Share

Awal Mula Gosip

"Hei ? Kenapa wajahmu cemberut begitu dua harian ini?" tanya salah satu penghuni bawel di kafe Sandra.

Gadis itu mengabaikannya, dan hanya tetap berdiri sambil menumpukan kedua siku di atas meja konter, siku yang sedang menanggung berat beban dari kepalanya. Matanya sendiri tengah melamun kosong ke arah taman mungil depan kafe.

"Kak, katanya bentar lagi mau nikah ya?" tanya salah satu penghuni lainnya.

Kata menikah memancing atensi Sandra. Ia langsung menoleh pada pria muda berkulit tan yang tengah memeluk nampan kayu berpelitur di depan meja konterku. Ia mengerutkan kening ketika memandangi pria manis tersebut.

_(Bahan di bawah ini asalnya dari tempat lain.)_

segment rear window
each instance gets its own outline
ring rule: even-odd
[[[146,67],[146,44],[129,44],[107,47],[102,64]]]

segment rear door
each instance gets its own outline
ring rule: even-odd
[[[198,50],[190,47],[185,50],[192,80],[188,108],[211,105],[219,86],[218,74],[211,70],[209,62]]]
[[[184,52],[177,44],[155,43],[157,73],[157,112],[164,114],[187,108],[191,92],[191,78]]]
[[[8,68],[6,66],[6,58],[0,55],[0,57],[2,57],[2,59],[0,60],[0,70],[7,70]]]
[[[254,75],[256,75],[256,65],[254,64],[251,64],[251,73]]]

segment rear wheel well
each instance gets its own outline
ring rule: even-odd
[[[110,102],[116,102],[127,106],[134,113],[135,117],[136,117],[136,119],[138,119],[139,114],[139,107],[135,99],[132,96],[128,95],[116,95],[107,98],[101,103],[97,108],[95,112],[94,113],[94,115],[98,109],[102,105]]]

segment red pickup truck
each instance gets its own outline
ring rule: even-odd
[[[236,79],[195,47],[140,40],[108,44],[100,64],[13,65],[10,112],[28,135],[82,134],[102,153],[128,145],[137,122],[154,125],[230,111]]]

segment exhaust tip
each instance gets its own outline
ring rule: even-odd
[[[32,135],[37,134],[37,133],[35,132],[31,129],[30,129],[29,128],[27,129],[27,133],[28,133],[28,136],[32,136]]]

"Dapat berita darimana?" tanya Sandra keheranan.

Saking herannya sekarang sudah tidak bertopang dagu lagi. Ia refleks berdiri dengan meluruskan punggung, ingin mendapatkan kembali pose kemuliaannya.

"Hehehe." Dia terkekeh sambil menggaruk kepalanya, "kemarin aku sedikit mendengar obrolan kak Sandra dengan dua orang itu," jelasnya.

Wajahnya antara terlihat tak enak, tapi juga penasaran.

"Serius kamu mau menikah? Ada angin apa? Bukannya cita-citamu katanya mau menikahi pangeran dan menjadi putri angsa?" tanya pria yang masih berdiri di belakang.

Sandra malas-malasan menoleh padanya, hanya sebentar. "Ck, emang kenapa kalau aku menikah? Apa kamu yang dirugikan?" kesal Sandra pada Awan yang terdengar tak percaya dengan isu pernikahannya.

Sandra semakin tak bisa membayangkan reaksi yang akan didapatkan seandainya mereka tahu kalau ia menikah untuk menjadi istri kedua si Setan brengsek itu.

Sandra mendengar suara dengusan Awan, "Astaga ... sensi bener, aku kan cuma memastikan, sewotnya udah ngelebihin mak lampir yang dijodohin aja."

Secepat kilat Sandra memutar kepala dan memberikan Awan tatapan setajam laser, "Memangnya kamu pernah merasakan pengalaman dijodohkan?!" sengitnya. "Jangan sok tau, hiss! Dasar lelaki."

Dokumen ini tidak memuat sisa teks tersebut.